A new college football reality hangs over Kentucky’s rebuilding efforts
With SEC Commissioner Greg Sankey standing not 10 feet away, Georgia coach Kirby Smart decided to use the aftermath of the Bulldogs’ 22-19 overtime victory over Texas on Saturday in the SEC Championship Game to send a message to the league office.
Asked on the ABC broadcast by Laura Rutledge what benefits Georgia, as one of the four highest-seeded league champions, would derive from having a bye in the initial College Football Playoff, Smart said, “It means rest for a team that Greg Sankey and his staff sent on the road all year long.”
As Smart spoke, a cameraman shifted his lens toward Sankey. The stony look on the SEC commissioner’s face communicated more than 10,000 words ever could.
In actuality, Georgia played the conventional four-game SEC road slate in 2024. What Smart was presumably complaining about was the strength of the road opponents the league office assigned the Dawgs — games at nationally ranked foes Alabama, Texas and Mississippi in addition to Kentucky.
Though Georgia lost two of the three SEC road games it played vs. ranked opponents, the Bulldogs still won enough to play in the Southeastern Conference Championship Game for the seventh time in eight years.
Nevertheless, there was a nugget of truth contained within Smart’s whining. In this first season of both “super-conferences” and the College Football Playoff, a new reality related to in-conference scheduling has emerged:
With divisions having gone away in the power four conferences and teams no longer guaranteed to play league schedules of similar magnitude, most programs’ chances of success are reliant to a new degree on the strength of the conference schedule they are assigned to play.
One need only look at how five of the six teams that earned at-large bids out of power conferences to the 2024 CFP got there to see how much impact the variances in league schedules now carry.
From the SEC, Texas (11-2, 7-1 SEC) and Tennessee (10-2, 6-2 SEC) earned at-large bids to the playoff.
In this first Southeastern Conference season since 1991 without divisions, nine SEC teams had league records of 5-3 or better. Conversely, seven teams did not have winning league marks.
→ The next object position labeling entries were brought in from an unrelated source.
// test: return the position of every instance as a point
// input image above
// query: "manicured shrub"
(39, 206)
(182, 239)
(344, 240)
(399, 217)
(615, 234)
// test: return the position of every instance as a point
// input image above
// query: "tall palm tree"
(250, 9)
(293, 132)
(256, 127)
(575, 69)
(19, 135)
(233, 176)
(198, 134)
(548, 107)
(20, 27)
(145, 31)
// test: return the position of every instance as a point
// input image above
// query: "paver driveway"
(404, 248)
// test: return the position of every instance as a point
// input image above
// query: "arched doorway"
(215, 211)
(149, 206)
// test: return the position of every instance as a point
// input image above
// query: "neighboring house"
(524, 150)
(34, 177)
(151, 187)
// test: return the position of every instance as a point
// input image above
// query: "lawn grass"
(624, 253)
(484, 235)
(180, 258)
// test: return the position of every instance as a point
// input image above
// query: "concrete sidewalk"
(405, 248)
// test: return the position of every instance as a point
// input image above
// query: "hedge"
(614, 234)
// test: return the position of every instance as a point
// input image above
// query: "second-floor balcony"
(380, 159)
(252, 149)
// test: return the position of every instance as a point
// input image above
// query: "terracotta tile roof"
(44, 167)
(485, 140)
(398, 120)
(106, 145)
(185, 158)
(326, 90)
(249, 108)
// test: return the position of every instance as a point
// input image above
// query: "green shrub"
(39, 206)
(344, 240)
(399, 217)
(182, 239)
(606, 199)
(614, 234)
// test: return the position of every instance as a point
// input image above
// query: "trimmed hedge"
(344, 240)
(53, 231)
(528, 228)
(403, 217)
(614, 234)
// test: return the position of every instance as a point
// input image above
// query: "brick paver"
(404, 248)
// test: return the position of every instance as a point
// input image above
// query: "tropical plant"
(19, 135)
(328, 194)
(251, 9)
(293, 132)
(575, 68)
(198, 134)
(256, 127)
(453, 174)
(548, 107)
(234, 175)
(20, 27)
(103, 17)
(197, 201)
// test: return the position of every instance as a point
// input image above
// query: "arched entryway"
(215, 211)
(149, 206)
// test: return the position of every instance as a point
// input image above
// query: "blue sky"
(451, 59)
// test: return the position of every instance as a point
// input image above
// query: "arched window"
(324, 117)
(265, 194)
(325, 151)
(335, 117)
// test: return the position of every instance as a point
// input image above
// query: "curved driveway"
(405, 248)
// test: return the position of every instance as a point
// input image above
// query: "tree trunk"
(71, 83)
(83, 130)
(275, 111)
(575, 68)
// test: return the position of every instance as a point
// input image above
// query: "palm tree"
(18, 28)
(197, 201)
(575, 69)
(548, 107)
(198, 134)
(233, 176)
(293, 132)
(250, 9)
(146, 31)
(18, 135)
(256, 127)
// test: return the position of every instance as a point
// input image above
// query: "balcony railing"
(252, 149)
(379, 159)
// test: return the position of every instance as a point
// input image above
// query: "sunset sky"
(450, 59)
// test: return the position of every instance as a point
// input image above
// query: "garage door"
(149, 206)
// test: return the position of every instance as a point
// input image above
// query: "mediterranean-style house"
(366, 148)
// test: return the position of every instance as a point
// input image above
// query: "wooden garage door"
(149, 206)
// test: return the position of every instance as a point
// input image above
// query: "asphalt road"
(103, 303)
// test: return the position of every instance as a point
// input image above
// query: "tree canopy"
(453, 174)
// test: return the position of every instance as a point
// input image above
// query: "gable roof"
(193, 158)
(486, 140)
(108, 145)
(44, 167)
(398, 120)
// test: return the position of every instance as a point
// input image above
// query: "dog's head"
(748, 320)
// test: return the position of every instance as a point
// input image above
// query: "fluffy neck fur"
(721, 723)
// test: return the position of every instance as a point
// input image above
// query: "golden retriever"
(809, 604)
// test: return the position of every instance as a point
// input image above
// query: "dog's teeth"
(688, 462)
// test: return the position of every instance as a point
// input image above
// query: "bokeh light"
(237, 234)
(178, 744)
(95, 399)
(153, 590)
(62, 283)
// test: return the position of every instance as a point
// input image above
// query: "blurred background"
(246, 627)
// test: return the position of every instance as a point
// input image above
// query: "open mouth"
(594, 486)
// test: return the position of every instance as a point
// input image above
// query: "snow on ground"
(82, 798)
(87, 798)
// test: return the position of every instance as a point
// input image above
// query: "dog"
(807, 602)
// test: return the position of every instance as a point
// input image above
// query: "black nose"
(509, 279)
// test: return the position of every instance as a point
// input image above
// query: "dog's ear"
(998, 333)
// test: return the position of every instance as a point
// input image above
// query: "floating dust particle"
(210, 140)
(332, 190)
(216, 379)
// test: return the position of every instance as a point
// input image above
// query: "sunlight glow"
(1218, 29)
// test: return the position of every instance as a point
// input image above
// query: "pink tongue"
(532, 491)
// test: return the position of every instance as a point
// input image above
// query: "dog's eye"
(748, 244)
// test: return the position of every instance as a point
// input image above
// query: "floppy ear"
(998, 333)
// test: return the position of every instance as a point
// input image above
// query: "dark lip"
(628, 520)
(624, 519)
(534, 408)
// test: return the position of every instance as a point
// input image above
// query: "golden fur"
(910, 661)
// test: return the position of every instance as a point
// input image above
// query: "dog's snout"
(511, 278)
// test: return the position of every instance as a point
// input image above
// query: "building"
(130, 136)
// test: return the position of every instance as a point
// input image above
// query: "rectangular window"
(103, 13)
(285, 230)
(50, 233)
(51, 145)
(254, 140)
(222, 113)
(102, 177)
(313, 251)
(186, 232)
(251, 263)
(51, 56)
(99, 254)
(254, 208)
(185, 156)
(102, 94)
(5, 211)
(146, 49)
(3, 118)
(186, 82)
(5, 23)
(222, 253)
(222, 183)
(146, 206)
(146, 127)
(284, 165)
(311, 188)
Texas played six of the seven teams that did not produce winning conference records.
Georgia (11-2, 6-2) and Texas A&M (8-4, 5-3 SEC) were the only league teams the Longhorns faced in the regular season that had winning conference records.
It was similar for Tennessee. Of the eight league games the Volunteers played, two of them — vs. Alabama (9-3, 5-3 SEC) and Georgia — were against foes that posted winning conference records. UT’s other six SEC foes produced a combined league record of 13-35.
This “easier path” phenomenon is not exclusive to the SEC.
In its Cinderella season for the ages, Indiana (11-1, 8-1 Big Ten) played seven of its nine league games vs. foes that would go on to produce losing conference records.
The Penn State (11-2, 8-1 Big Ten) route to the playoff was not unlike IU’s. Of the Nittany Lions’ nine Big Ten opponents, six would post losing league marks.
Meanwhile, of the eight league games ACC newcomer SMU (11-2, 8-0 ACC) played, only two — road games at Louisville (8-4, 5-3 ACC) and Duke (9-3, 5-3 ACC) — were against teams that posted winning league marks.
Among the six at-large teams invited from conferences to the CFP, only Ohio State (10-2, 7-2) made the playoff by surmounting what one would deem a challenging league schedule.
Of the Buckeyes’ nine conference games, five were against teams that posted winning records in the Big Ten. Ohio State played all three of the other Big Ten teams — league champion Oregon (13-0, 9-0 Big Ten), Indiana and Penn State — that made the playoff.
The four remaining power conferences have expanded themselves to gargantuan sizes — 18 teams in the Big Ten, 17 in the ACC, 16 each in the Big 12 and SEC.
In these massive leagues, the teams that have to play many of the conference’s other strong teams get “beaten up.” The prime road to a playoff-worthy season, therefore, runs through your league schedule not being filled with a preponderance of your conference’s top teams.
This new reality has implications for Mark Stoops as he attempts to get Kentucky football back to a winning season in 2025 after the Wildcats suffered through a 4-8, 1-7 SEC, slog in 2024.
The UK schedule in the first year of the 16-team SEC proved daunting. Of Kentucky’s eight SEC games, five came against teams that went on to both have winning league records and to win nine games or more overall.
UK played against all three SEC teams, Georgia, Tennessee and Texas, that made the College Football Playoff (a distinction the Wildcats shared with Florida and Mississippi State).
With the SEC having already announced plans to run the 2024 schedule back in 2025, albeit with the game locations reversed, the Cats will face the same bruising league slate in the coming season.
As Stoops undertakes the task of reinvigorating a UK program that went badly stale in 2024, the “easier path” phenomenon that helped five teams earn playoff bids in 2024 will almost assuredly not be available to the Wildcats in what will be a critical year for Kentucky football.